WHEN I LOOK around at the local election posters that are now ubiquitous in the countryside, villages, towns and cities of Ireland, I can’t help but think about Tip O’Neill. The legendary Massachusetts state representative and US Congressman, who went on to serve as Speaker of both the Massachusetts House of Representatives and the US House of Representatives, will forever be associated with the famous comment his father made after his son’s first successful election campaign for a seat in the state legislature in 1936: “All politics is local.”
Those of us who closely follow politics, however, will probably agree that O’Neill received an even more prescient piece of advice early in his career from his former teacher, Elizabeth O’Brien.
O’Brien told the ambitious young politician that she would be voting for him even though he didn’t ask her personally. When he reminded her that she had known him since he was a boy and that he had helped her around the house for many years, she replied curtly: “People like to be asked.” In five words, O’Brien summed up what has always been the essence of political campaigning.
Over the past several weeks, local election candidates have been asking people in their communities for their votes. The aforementioned highly-visible, often heavily-airbrushed posters are the most prominent way they’ve been doing so. Advertisements in local newspapers are another. Standouts at churches, supermarkets and other venues sure to attract a high proportion of people from the area are a third. Cars emblazoned with their likenesses and equipped with megaphones are a fourth.
Additionally, a Tipperary County Council candidate, Martin Lonergan, has launched a catchy, albeit kitschy, YouTube video set to the tune of “Courtin’ in the Kitchen”. His “campaign anthem” argues, among other things, that Minister for Health James Reilly should be put on “a (hospital) trolley until he says he’s sorry” and urges people in his Cahir/Clonmel district to “text the fathers and the mothers, the uncles and the aunts, the sisters and the brothers, and when you’re finished texting them, don’t forget to text the others to vote for Martin Lonergan”.

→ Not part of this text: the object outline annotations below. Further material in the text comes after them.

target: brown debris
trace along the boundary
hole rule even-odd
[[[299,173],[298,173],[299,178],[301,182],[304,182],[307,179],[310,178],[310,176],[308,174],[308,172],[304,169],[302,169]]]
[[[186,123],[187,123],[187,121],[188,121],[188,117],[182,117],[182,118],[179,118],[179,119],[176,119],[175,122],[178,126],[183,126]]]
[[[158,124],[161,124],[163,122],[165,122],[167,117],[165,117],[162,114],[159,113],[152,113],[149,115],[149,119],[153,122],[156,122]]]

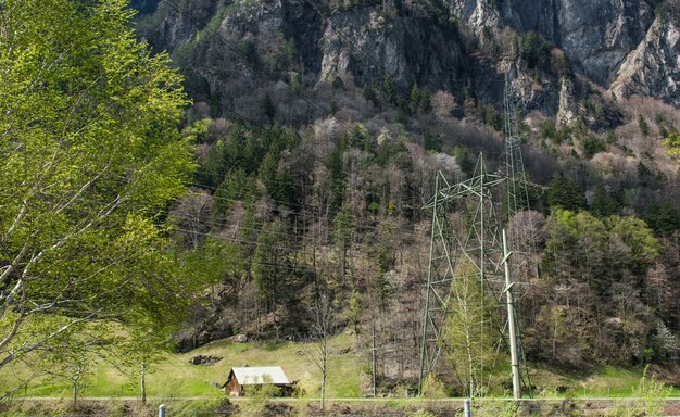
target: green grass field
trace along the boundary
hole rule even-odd
[[[369,376],[368,358],[352,351],[354,337],[339,334],[330,341],[327,396],[337,399],[362,397],[360,386]],[[197,355],[223,357],[214,365],[191,365],[189,359]],[[234,343],[216,341],[184,354],[167,354],[158,364],[152,365],[147,377],[149,397],[184,399],[203,397],[218,400],[224,392],[214,384],[223,384],[229,369],[235,366],[279,365],[290,380],[299,381],[305,396],[318,397],[320,370],[304,355],[301,343]],[[583,396],[630,396],[642,377],[642,369],[603,367],[590,372],[570,372],[546,366],[531,366],[531,383],[540,387],[536,397],[574,397]],[[16,387],[29,379],[28,371],[18,364],[0,372],[0,387]],[[564,391],[564,388],[568,391]],[[47,377],[32,378],[14,396],[24,397],[64,397],[72,395],[67,381]],[[503,395],[502,392],[491,393]],[[81,396],[88,397],[136,397],[139,395],[138,377],[124,375],[106,363],[98,363],[91,370],[88,383],[81,389]],[[680,389],[675,388],[671,396],[680,396]]]
[[[353,337],[340,334],[329,343],[327,395],[333,397],[357,397],[362,361],[351,351]],[[191,365],[189,359],[197,355],[219,356],[214,365]],[[216,341],[184,354],[167,354],[150,367],[147,376],[147,395],[154,397],[219,399],[225,394],[214,384],[227,380],[231,367],[273,366],[284,368],[290,380],[299,381],[307,396],[318,396],[320,370],[304,355],[301,343],[234,343]],[[17,386],[28,379],[29,374],[21,365],[0,372],[0,387]],[[212,384],[211,384],[212,383]],[[126,397],[139,395],[138,378],[124,375],[106,363],[98,363],[83,388],[81,396]],[[70,397],[72,388],[67,381],[47,377],[33,378],[15,396]]]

The highs and lows of canvassing
But the most direct and efficacious means of asking for votes is still what’s known here in Ireland as ‘canvassing’ and in Boston as ‘door-knocking’. This time-consuming and labour-intensive practice is something that those of us who grew up in political families will be intimately familiar with and will regard with emotions that range from exhilaration to agony. It is with a cognisance of the highs and lows inherent in disturbing people at home to seek their support that I have answered my own door on a number of occasions lately. No matter how much political candidates and those assisting them say they enjoy it, I’ll never fully believe them. It’s not easy.
Answering the door inevitably brings me back to my own first foray as a political candidate. I was 22 years old and I was gathering signatures for a place on the ballot for election to the lowest level of unpaid office that existed in my home neighbourhood. I went off with a clipboard and sweaty nomination papers in hand, my knees knocking and my father’s joking cry of “welcome to the family business” ringing in my ears. The confidence and enthusiasm with which I’d made the decision to run for local office partly dissipated as I set off on my way to addresses and neighbours I hoped would be sympathetic.
An educating experience
It was certainly an education. From elderly people who were happy to see a young person who was civic-minded, to angry cynics with unverifiable gripes of one kind or other about local government and/or taxes, to parents far too busy with young children to be bothered spending time talking to me, I encountered lots of new people and saw others I knew previously in a different light. On the whole, it was a worthwhile experience. But still, it is incredibly daunting to summon men and women from their daily lives and ask them to place their trust in you. Yet it’s fundamental to maintaining a truly representative democracy.
Given that some particularly egregious examples of Irish politicians’ misfeasance and malfeasance during recent years are well-known to nearly everyone living in this country, local election candidates have been canvassing a very tough crowd since this campaign began. That said, they are quite happy to proclaim how well things are going on Twitter and elsewhere. I don’t doubt that there’s some puffing in their assertions; equally, though, I think most people they meet are supportive, respectful or just too busy to berate those who ring their doorbells.
Local candidates have typically played no part decisions taken at national level
However, it’s a shame that a vocal minority of people derive satisfaction from over-the-top attacks on local politicians and even regard subjecting them to ridicule as something of a patriotic duty. I have seen and heard their sentiments in person, on television and on the internet. Local candidates, whether they are seeking re-election or are newcomers, typically have played no part in the decisions taken at national level that have caused hardship for so many. That’s neither to say that local politicians have all the solutions nor to deny that unethical behaviour persists – nor is it to say that people don’t have a right to be angry.
It is to say that the overwhelming majority of candidates who we’ve met on our doorsteps are good citizens who love their communities. And we as a society are much better off that they are willing to put their names forward for election and serve as city and county councillors than we would be if they weren’t. Good luck to them on Friday.
Larry Donnelly is a Boston attorney, a Law Lecturer at NUI Galway and a columnist with IrishCentral.com. He prevailed in that first election many years ago… narrowly.